East India Company's exploitation of West Bengal began after its victory at the Battle of Plassey in 1757, which granted it control over Bengal, including modern-day West Bengal. The Company transformed from a trading entity into a territorial ruler, implementing exploitative policies that devastated the region’s economy and population.
Land Revenue System: The Permanent Settlement Act of 1793, introduced by Lord Cornwallis, fixed land taxes at high levels, making zamindars (landlords) responsible for collecting revenue regardless of harvests. This led to ruinous taxation, with peasants losing their livelihoods during droughts or famines.
Famine and Human Suffering: The Great Bengal Famine of 1770—caused by drought and exacerbated by Company policies—killed an estimated 10 million people, or about one-third of Bengal’s population. The Company continued tax collection during the famine, exported grain for profit, and failed to provide relief, despite knowing of widespread starvation.
Forced Cultivation and Economic Collapse: The Company enforced indigo cultivation, forcing peasants to grow cash crops instead of food, leading to food shortages and mass suffering. This practice was condemned in the 1860 play Nil Darpan by Dinabandhu Mitra.

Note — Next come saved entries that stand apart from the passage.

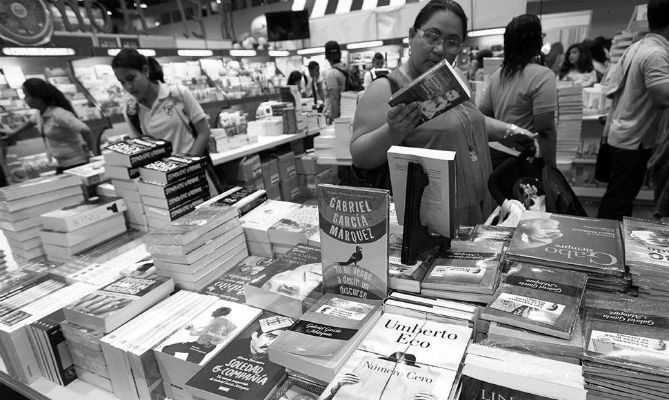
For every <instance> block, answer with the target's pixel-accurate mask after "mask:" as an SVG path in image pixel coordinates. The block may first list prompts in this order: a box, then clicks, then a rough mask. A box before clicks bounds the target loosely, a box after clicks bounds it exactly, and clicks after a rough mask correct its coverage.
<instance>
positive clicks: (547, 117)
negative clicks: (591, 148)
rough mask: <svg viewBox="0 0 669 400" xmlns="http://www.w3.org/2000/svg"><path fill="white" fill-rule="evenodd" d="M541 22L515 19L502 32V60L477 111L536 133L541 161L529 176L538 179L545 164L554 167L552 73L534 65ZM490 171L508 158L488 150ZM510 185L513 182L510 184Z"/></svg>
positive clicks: (522, 18) (554, 76)
mask: <svg viewBox="0 0 669 400" xmlns="http://www.w3.org/2000/svg"><path fill="white" fill-rule="evenodd" d="M542 41H543V37H542V30H541V21H540V20H539V18H538V17H537V16H536V15H521V16H518V17H515V18H514V19H512V20H511V22H509V24H508V25H507V26H506V31H505V33H504V61H503V63H502V68H500V69H497V70H496V71H495V72H494V73H493V74H492V75H491V77H490V80H489V81H488V85H487V90H484V91H483V96H482V98H481V103H480V105H479V109H480V110H481V112H483V114H485V115H487V116H489V117H494V118H497V119H499V120H501V121H504V122H507V123H510V124H516V125H518V126H520V127H521V128H524V129H527V130H529V131H531V132H537V133H538V134H539V135H538V138H537V141H538V143H539V149H540V152H541V158H539V159H536V160H534V162H533V163H532V164H533V167H534V168H532V170H533V171H534V174H532V175H531V176H532V177H535V178H539V179H541V170H542V168H543V166H544V163H547V164H550V165H555V153H556V142H557V139H556V131H555V109H556V107H557V88H556V85H555V76H554V75H553V73H552V71H551V70H550V69H549V68H547V67H545V66H543V65H540V64H538V63H537V61H538V57H539V54H540V53H541V46H542ZM491 156H492V162H493V168H497V167H498V166H499V165H500V164H501V162H503V161H504V160H506V159H507V158H508V156H507V155H506V154H505V153H502V152H499V151H496V150H491ZM511 185H513V182H511Z"/></svg>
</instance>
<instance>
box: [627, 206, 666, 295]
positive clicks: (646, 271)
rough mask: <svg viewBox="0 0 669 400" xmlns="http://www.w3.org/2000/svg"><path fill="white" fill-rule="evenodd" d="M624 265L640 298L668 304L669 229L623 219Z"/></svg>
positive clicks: (664, 225)
mask: <svg viewBox="0 0 669 400" xmlns="http://www.w3.org/2000/svg"><path fill="white" fill-rule="evenodd" d="M622 231H623V242H624V245H625V265H626V266H627V268H629V272H630V275H631V276H632V284H633V285H634V286H635V287H636V288H637V290H638V293H639V297H648V298H652V299H653V300H656V301H665V302H667V301H669V275H668V274H667V271H669V242H667V237H669V225H665V224H660V223H656V222H651V221H648V220H641V219H635V218H629V217H624V218H623V224H622Z"/></svg>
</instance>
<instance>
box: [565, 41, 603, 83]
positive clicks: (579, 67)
mask: <svg viewBox="0 0 669 400" xmlns="http://www.w3.org/2000/svg"><path fill="white" fill-rule="evenodd" d="M572 49H578V53H579V55H578V61H576V64H572V63H571V61H569V54H570V53H571V50H572ZM574 68H576V70H578V72H581V73H584V72H590V71H592V70H593V69H595V67H593V66H592V56H591V55H590V50H588V48H587V47H585V46H584V45H583V44H582V43H574V44H572V45H571V46H569V48H568V49H567V52H566V53H565V54H564V61H563V62H562V68H560V79H562V78H564V77H565V76H566V75H567V74H568V73H569V71H571V70H572V69H574Z"/></svg>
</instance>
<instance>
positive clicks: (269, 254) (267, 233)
mask: <svg viewBox="0 0 669 400" xmlns="http://www.w3.org/2000/svg"><path fill="white" fill-rule="evenodd" d="M297 207H299V205H298V204H296V203H292V202H289V201H279V200H267V201H266V202H264V203H263V204H261V205H259V206H258V207H257V208H255V209H254V210H252V211H250V212H249V213H248V214H246V215H244V216H243V217H242V218H240V220H241V222H242V227H243V228H244V236H245V237H246V247H247V248H248V249H249V253H250V254H251V255H254V256H261V257H268V258H272V257H273V256H274V255H273V253H272V245H271V243H270V240H269V228H270V227H272V226H273V225H274V224H275V223H277V222H279V220H281V218H283V217H284V216H285V215H286V214H288V213H289V212H290V211H291V210H294V209H295V208H297Z"/></svg>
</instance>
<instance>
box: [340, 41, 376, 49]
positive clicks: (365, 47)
mask: <svg viewBox="0 0 669 400" xmlns="http://www.w3.org/2000/svg"><path fill="white" fill-rule="evenodd" d="M380 46H383V41H382V40H372V41H371V42H358V43H349V44H347V45H346V48H347V49H349V50H354V49H366V48H368V47H380Z"/></svg>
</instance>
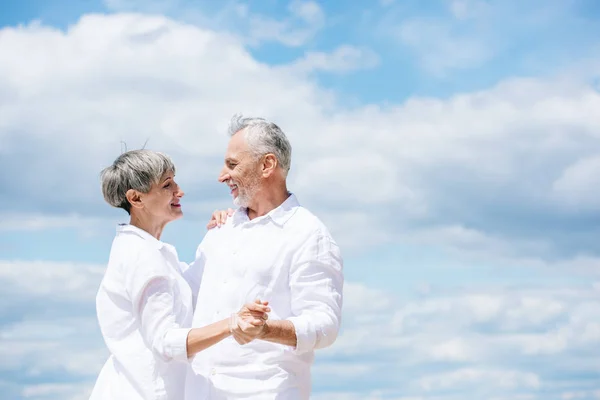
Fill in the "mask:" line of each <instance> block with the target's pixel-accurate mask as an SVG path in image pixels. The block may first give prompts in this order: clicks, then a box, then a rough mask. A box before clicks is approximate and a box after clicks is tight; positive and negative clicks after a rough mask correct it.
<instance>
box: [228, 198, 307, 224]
mask: <svg viewBox="0 0 600 400" xmlns="http://www.w3.org/2000/svg"><path fill="white" fill-rule="evenodd" d="M299 206H300V203H299V202H298V199H297V198H296V195H295V194H293V193H290V195H289V196H288V198H287V199H285V201H284V202H283V203H281V204H280V205H279V207H276V208H274V209H273V210H271V211H269V212H268V213H267V214H266V215H264V216H262V217H258V218H255V219H254V220H252V221H250V220H249V219H248V211H247V209H246V208H243V207H240V208H238V209H237V210H236V212H235V214H234V215H233V224H234V225H238V224H241V223H244V222H255V221H256V222H258V221H262V220H263V219H266V218H269V219H270V220H271V221H273V222H274V223H275V224H277V225H279V226H284V225H285V223H286V222H287V221H288V220H289V219H290V218H291V217H292V215H294V213H295V212H296V210H297V209H298V207H299Z"/></svg>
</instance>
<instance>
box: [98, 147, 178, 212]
mask: <svg viewBox="0 0 600 400" xmlns="http://www.w3.org/2000/svg"><path fill="white" fill-rule="evenodd" d="M166 172H173V173H175V165H174V164H173V161H171V159H170V158H169V156H167V155H166V154H163V153H158V152H156V151H152V150H145V149H143V150H131V151H128V152H126V153H123V154H121V155H120V156H119V157H117V159H116V160H115V162H113V164H112V165H111V166H110V167H107V168H104V169H103V170H102V172H101V173H100V180H101V182H102V195H103V196H104V200H106V202H107V203H108V204H110V205H111V206H113V207H117V208H122V209H124V210H125V211H127V213H129V214H131V204H129V201H127V196H126V194H127V191H128V190H129V189H134V190H137V191H139V192H142V193H148V192H149V191H150V188H151V187H152V184H154V183H158V182H159V181H160V178H161V177H162V176H163V175H164V174H165V173H166Z"/></svg>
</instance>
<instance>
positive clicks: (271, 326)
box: [259, 320, 297, 347]
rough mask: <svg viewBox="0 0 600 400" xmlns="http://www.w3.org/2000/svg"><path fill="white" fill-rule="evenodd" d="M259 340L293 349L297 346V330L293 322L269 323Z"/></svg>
mask: <svg viewBox="0 0 600 400" xmlns="http://www.w3.org/2000/svg"><path fill="white" fill-rule="evenodd" d="M259 338H260V339H262V340H266V341H269V342H274V343H279V344H284V345H286V346H291V347H296V344H297V338H296V328H295V327H294V324H293V323H292V321H287V320H279V321H277V320H275V321H267V323H266V324H265V327H264V328H263V330H262V332H261V334H260V336H259Z"/></svg>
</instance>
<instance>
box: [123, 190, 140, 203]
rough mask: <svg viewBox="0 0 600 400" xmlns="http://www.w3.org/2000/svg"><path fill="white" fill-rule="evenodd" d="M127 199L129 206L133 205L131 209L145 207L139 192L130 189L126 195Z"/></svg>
mask: <svg viewBox="0 0 600 400" xmlns="http://www.w3.org/2000/svg"><path fill="white" fill-rule="evenodd" d="M125 197H126V198H127V201H128V202H129V204H131V207H135V208H142V207H143V204H142V196H141V193H140V192H138V191H137V190H133V189H129V190H128V191H127V193H125Z"/></svg>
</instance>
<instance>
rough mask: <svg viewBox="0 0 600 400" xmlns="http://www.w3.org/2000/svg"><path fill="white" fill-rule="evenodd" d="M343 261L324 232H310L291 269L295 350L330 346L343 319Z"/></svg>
mask: <svg viewBox="0 0 600 400" xmlns="http://www.w3.org/2000/svg"><path fill="white" fill-rule="evenodd" d="M343 284H344V277H343V261H342V257H341V254H340V249H339V247H338V245H337V244H336V243H335V242H334V241H333V239H332V238H331V237H330V236H328V235H326V234H323V233H315V234H313V235H312V236H311V237H310V238H309V239H308V240H307V242H305V245H304V247H303V248H302V249H301V250H300V252H299V253H298V256H297V257H296V258H295V259H294V261H293V263H292V266H291V269H290V289H291V308H292V315H293V316H292V317H290V318H288V321H291V322H292V323H293V324H294V329H295V331H296V340H297V343H296V349H295V351H296V353H305V352H308V351H313V350H315V349H320V348H324V347H327V346H330V345H331V344H333V342H335V340H336V338H337V335H338V332H339V328H340V324H341V319H342V292H343Z"/></svg>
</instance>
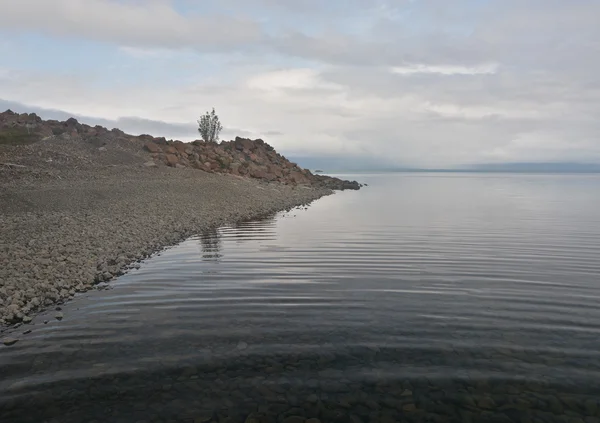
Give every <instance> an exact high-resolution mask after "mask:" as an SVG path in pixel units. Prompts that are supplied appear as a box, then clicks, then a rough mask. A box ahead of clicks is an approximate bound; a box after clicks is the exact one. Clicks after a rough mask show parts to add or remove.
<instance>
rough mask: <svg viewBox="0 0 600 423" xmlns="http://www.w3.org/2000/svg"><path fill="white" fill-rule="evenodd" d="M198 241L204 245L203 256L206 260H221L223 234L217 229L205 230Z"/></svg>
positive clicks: (202, 254) (199, 237)
mask: <svg viewBox="0 0 600 423" xmlns="http://www.w3.org/2000/svg"><path fill="white" fill-rule="evenodd" d="M198 241H199V242H200V245H201V247H202V258H203V259H204V260H206V261H219V259H220V258H221V253H220V251H221V236H220V235H219V231H218V230H217V229H209V230H207V231H204V232H203V233H202V234H201V235H200V236H199V237H198Z"/></svg>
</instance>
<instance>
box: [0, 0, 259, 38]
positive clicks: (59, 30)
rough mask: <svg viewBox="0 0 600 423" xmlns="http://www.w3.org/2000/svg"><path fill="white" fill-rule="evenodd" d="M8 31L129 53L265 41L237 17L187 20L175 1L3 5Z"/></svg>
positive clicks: (128, 1)
mask: <svg viewBox="0 0 600 423" xmlns="http://www.w3.org/2000/svg"><path fill="white" fill-rule="evenodd" d="M0 9H2V14H0V26H1V27H2V28H3V30H5V31H6V30H11V29H12V30H17V31H20V32H25V31H34V32H38V33H42V34H45V35H51V36H57V37H73V36H76V37H83V38H87V39H90V40H95V41H103V42H111V43H116V44H118V45H121V46H128V47H151V48H173V49H179V48H184V47H194V48H196V49H198V50H214V49H217V48H228V49H235V48H238V47H240V46H244V45H250V44H252V43H255V42H257V41H259V40H260V38H261V37H262V34H261V30H260V28H259V26H258V25H257V24H256V23H255V22H252V21H249V20H245V19H241V18H236V17H232V16H223V15H216V16H203V15H193V16H184V15H182V14H180V13H178V12H177V11H176V10H175V9H174V8H173V7H172V4H171V2H170V1H166V0H148V1H144V2H133V1H116V0H84V1H82V0H54V1H51V2H49V1H46V0H19V1H18V2H15V1H13V0H0Z"/></svg>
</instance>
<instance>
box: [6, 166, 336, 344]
mask: <svg viewBox="0 0 600 423" xmlns="http://www.w3.org/2000/svg"><path fill="white" fill-rule="evenodd" d="M61 174H62V176H61ZM61 174H57V175H55V176H57V177H54V178H47V177H44V178H41V179H38V178H32V179H27V178H8V179H7V180H3V181H2V182H1V183H0V231H1V232H2V234H3V237H2V240H1V241H0V262H2V263H6V265H5V266H2V268H0V280H2V281H3V284H2V285H0V333H5V332H12V331H11V329H12V328H14V327H15V326H16V327H18V326H19V325H20V324H23V323H25V324H26V323H29V322H30V321H31V319H32V318H33V317H34V316H36V315H38V314H39V313H41V312H43V311H45V310H48V309H49V308H51V307H52V306H55V305H59V304H62V303H64V302H66V301H69V300H70V299H72V298H73V297H74V296H75V294H77V293H81V292H86V291H89V290H91V289H95V288H96V287H97V285H98V284H99V283H102V282H109V281H111V280H113V279H115V278H116V277H118V276H120V275H122V274H124V273H126V272H127V270H128V269H131V268H133V267H135V266H136V265H137V263H139V262H140V261H142V260H144V259H147V258H149V257H151V256H152V255H154V254H155V253H157V252H159V251H161V250H163V249H165V248H167V247H170V246H173V245H176V244H178V243H179V242H181V241H183V240H185V239H187V238H189V237H190V236H194V235H198V234H201V233H202V232H203V231H206V230H209V229H214V228H216V227H220V226H223V225H225V224H233V223H236V222H240V221H244V220H251V219H258V218H262V217H265V216H267V215H270V214H274V213H277V212H281V211H284V210H289V209H291V208H294V207H297V206H302V205H308V204H309V203H311V202H313V201H315V200H317V199H319V198H321V197H323V196H326V195H331V194H333V193H334V191H332V190H330V189H327V188H322V187H310V186H293V185H284V184H279V183H276V182H264V181H260V180H257V179H249V178H242V177H238V176H233V175H224V174H211V173H206V172H201V171H196V170H193V169H189V168H183V169H181V168H180V169H177V168H169V167H159V168H143V167H130V166H113V167H107V168H106V169H99V168H94V169H87V170H85V169H82V170H75V171H74V170H73V169H70V172H68V173H67V174H64V173H63V172H61Z"/></svg>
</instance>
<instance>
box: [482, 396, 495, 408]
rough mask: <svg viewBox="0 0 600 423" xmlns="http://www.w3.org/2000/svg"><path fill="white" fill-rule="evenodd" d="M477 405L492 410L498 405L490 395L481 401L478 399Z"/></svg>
mask: <svg viewBox="0 0 600 423" xmlns="http://www.w3.org/2000/svg"><path fill="white" fill-rule="evenodd" d="M477 405H478V406H479V408H483V409H486V410H492V409H494V408H495V407H496V403H495V402H494V400H493V399H491V398H490V397H483V398H481V399H480V400H479V401H477Z"/></svg>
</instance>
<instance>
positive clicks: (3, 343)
mask: <svg viewBox="0 0 600 423" xmlns="http://www.w3.org/2000/svg"><path fill="white" fill-rule="evenodd" d="M17 342H19V340H18V339H15V338H4V339H3V340H2V343H3V344H4V345H6V346H7V347H10V346H11V345H15V344H16V343H17Z"/></svg>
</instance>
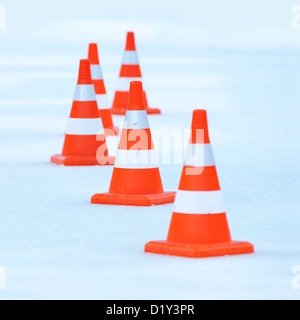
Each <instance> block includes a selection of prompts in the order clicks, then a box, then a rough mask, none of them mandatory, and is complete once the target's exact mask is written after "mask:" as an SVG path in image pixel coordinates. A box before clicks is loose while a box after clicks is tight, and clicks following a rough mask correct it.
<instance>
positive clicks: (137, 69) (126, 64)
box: [111, 32, 161, 114]
mask: <svg viewBox="0 0 300 320" xmlns="http://www.w3.org/2000/svg"><path fill="white" fill-rule="evenodd" d="M131 81H142V73H141V68H140V65H139V60H138V55H137V51H136V47H135V41H134V33H133V32H127V39H126V46H125V51H124V53H123V60H122V65H121V70H120V74H119V79H118V82H117V88H116V91H115V95H114V100H113V105H112V109H111V111H112V114H125V113H126V108H127V102H128V93H129V84H130V82H131ZM144 101H145V108H146V110H147V113H148V114H152V113H161V111H160V110H159V109H155V108H149V106H148V102H147V97H146V92H145V91H144Z"/></svg>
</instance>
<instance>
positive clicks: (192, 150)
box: [184, 143, 215, 167]
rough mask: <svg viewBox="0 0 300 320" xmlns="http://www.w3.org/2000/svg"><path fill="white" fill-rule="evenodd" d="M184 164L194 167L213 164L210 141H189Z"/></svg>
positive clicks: (212, 154) (214, 162)
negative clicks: (200, 141) (189, 141)
mask: <svg viewBox="0 0 300 320" xmlns="http://www.w3.org/2000/svg"><path fill="white" fill-rule="evenodd" d="M184 165H185V166H195V167H208V166H214V165H215V160H214V156H213V153H212V149H211V145H210V143H204V144H203V143H199V144H198V143H197V144H196V143H190V144H189V145H188V148H187V151H186V154H185V159H184Z"/></svg>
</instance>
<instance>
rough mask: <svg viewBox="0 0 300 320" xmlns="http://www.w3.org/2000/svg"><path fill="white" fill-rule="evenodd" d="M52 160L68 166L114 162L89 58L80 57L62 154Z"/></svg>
mask: <svg viewBox="0 0 300 320" xmlns="http://www.w3.org/2000/svg"><path fill="white" fill-rule="evenodd" d="M51 162H53V163H56V164H62V165H66V166H79V165H100V164H101V165H104V164H113V163H114V157H111V156H109V155H108V149H107V145H106V140H105V136H104V130H103V125H102V121H101V117H100V115H99V110H98V106H97V101H96V95H95V89H94V86H93V84H92V78H91V70H90V62H89V60H88V59H82V60H80V65H79V73H78V81H77V85H76V90H75V94H74V99H73V104H72V109H71V114H70V118H69V122H68V126H67V130H66V134H65V141H64V145H63V149H62V153H61V154H56V155H53V156H52V157H51Z"/></svg>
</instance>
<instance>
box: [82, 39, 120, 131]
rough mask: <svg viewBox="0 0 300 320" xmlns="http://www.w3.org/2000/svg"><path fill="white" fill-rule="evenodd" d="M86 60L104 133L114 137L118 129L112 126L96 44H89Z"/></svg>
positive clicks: (103, 81) (111, 119) (103, 79)
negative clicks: (87, 64)
mask: <svg viewBox="0 0 300 320" xmlns="http://www.w3.org/2000/svg"><path fill="white" fill-rule="evenodd" d="M88 59H89V60H90V64H91V73H92V82H93V85H94V88H95V92H96V97H97V103H98V108H99V112H100V117H101V119H102V123H103V128H104V132H105V134H106V135H110V136H115V135H118V133H119V128H118V127H116V126H114V124H113V120H112V116H111V110H110V106H109V102H108V97H107V94H106V89H105V84H104V79H103V75H102V69H101V65H100V62H99V55H98V46H97V43H90V44H89V50H88Z"/></svg>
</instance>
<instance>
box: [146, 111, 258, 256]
mask: <svg viewBox="0 0 300 320" xmlns="http://www.w3.org/2000/svg"><path fill="white" fill-rule="evenodd" d="M201 129H202V130H201ZM203 133H204V135H203ZM199 137H200V138H201V137H202V139H199ZM145 252H152V253H159V254H168V255H175V256H184V257H194V258H197V257H210V256H222V255H232V254H242V253H252V252H254V248H253V245H252V244H251V243H249V242H240V241H233V240H231V236H230V231H229V227H228V222H227V217H226V213H225V208H224V204H223V199H222V194H221V190H220V186H219V180H218V176H217V171H216V167H215V162H214V157H213V153H212V149H211V146H210V140H209V135H208V128H207V119H206V111H205V110H194V113H193V121H192V130H191V138H190V143H189V147H188V150H187V153H186V157H185V163H184V166H183V170H182V175H181V179H180V183H179V188H178V192H177V193H176V198H175V202H174V209H173V214H172V219H171V223H170V227H169V232H168V236H167V240H166V241H151V242H148V243H147V244H146V245H145Z"/></svg>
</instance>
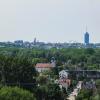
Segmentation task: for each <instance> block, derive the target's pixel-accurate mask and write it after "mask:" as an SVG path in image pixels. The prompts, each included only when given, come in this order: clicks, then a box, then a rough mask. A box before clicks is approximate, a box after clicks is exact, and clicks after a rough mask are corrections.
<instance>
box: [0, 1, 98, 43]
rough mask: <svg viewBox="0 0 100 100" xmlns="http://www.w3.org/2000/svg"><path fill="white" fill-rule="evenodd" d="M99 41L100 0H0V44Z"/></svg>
mask: <svg viewBox="0 0 100 100" xmlns="http://www.w3.org/2000/svg"><path fill="white" fill-rule="evenodd" d="M86 27H87V31H88V32H89V34H90V42H92V43H93V42H94V43H95V42H96V43H98V42H100V0H0V41H14V40H21V39H22V40H24V41H33V40H34V38H35V37H36V38H37V40H39V41H44V42H71V41H75V42H84V33H85V32H86Z"/></svg>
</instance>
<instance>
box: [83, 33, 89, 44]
mask: <svg viewBox="0 0 100 100" xmlns="http://www.w3.org/2000/svg"><path fill="white" fill-rule="evenodd" d="M84 43H85V44H89V33H88V32H86V33H85V35H84Z"/></svg>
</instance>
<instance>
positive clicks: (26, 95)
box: [0, 87, 36, 100]
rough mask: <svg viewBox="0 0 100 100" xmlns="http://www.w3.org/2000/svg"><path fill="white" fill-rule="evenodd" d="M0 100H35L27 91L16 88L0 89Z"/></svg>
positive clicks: (32, 96) (30, 94)
mask: <svg viewBox="0 0 100 100" xmlns="http://www.w3.org/2000/svg"><path fill="white" fill-rule="evenodd" d="M0 100H36V98H35V97H34V95H33V94H32V93H30V92H29V91H26V90H23V89H20V88H18V87H3V88H1V89H0Z"/></svg>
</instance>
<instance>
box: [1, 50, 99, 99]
mask: <svg viewBox="0 0 100 100" xmlns="http://www.w3.org/2000/svg"><path fill="white" fill-rule="evenodd" d="M52 57H54V58H55V60H56V66H57V67H56V68H55V69H52V72H47V73H45V75H47V74H48V73H49V74H50V75H51V76H52V77H53V78H55V77H58V76H57V75H58V72H57V71H59V70H61V69H68V70H71V69H78V68H79V69H85V70H87V69H88V70H98V69H99V70H100V49H92V48H87V49H76V48H68V49H56V48H52V49H49V50H46V49H37V48H33V49H28V48H27V49H26V48H0V100H3V99H4V98H3V97H4V96H5V95H6V93H5V92H4V91H7V92H8V93H9V95H11V93H12V92H14V91H15V92H14V93H15V95H17V96H19V95H24V96H25V95H26V94H27V95H29V97H30V98H31V99H28V98H26V97H24V96H23V97H22V99H20V100H35V99H36V100H42V99H43V100H58V98H59V100H64V96H65V95H64V94H65V93H66V91H65V90H64V89H63V91H61V90H60V88H59V87H58V86H57V85H56V84H54V83H53V82H51V81H49V80H48V79H46V77H45V76H39V73H38V72H37V71H36V69H35V65H36V64H37V63H46V62H47V63H48V62H51V59H52ZM38 83H39V84H40V86H39V85H38ZM45 83H46V84H45ZM14 87H15V88H14ZM18 87H19V88H18ZM10 88H12V89H10ZM20 88H21V89H22V90H20ZM23 89H25V93H24V90H23ZM10 90H11V91H10ZM17 90H18V91H21V94H20V93H19V92H18V91H17ZM28 91H30V92H31V93H30V92H28ZM1 92H4V94H2V93H1ZM3 95H4V96H3ZM13 95H14V94H13ZM17 96H15V98H16V99H14V100H19V99H18V98H17ZM33 98H34V99H33ZM41 98H42V99H41ZM5 100H11V99H10V98H9V96H8V98H5Z"/></svg>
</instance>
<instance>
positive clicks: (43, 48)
mask: <svg viewBox="0 0 100 100" xmlns="http://www.w3.org/2000/svg"><path fill="white" fill-rule="evenodd" d="M89 40H90V37H89V33H88V32H87V31H86V33H85V34H84V43H78V42H73V41H72V42H69V43H67V42H65V43H45V42H39V41H37V39H36V38H34V40H33V42H29V41H23V40H16V41H14V42H0V47H21V48H41V49H42V48H43V49H51V48H57V49H62V48H100V43H90V41H89Z"/></svg>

Industrial Destruction: Traditional industries like textile manufacturing were destroyed by the influx of British-made goods, turning Bengal from a global textile hub into a supplier of raw materials and a market for British products.
Wealth Drain: The Company systematically siphoned wealth from Bengal to Britain, with profits used to fund British industry and empire. Historians like William Dalrymple and economists like Utsa Patnaik estimate trillions in wealth were looted, with one Oxfam report citing $64.82 trillion extracted between 1765 and 1900.
The exploitation under the East India Company laid the foundation for long-term economic stagnation and poverty in West Bengal, with lasting social and political consequences.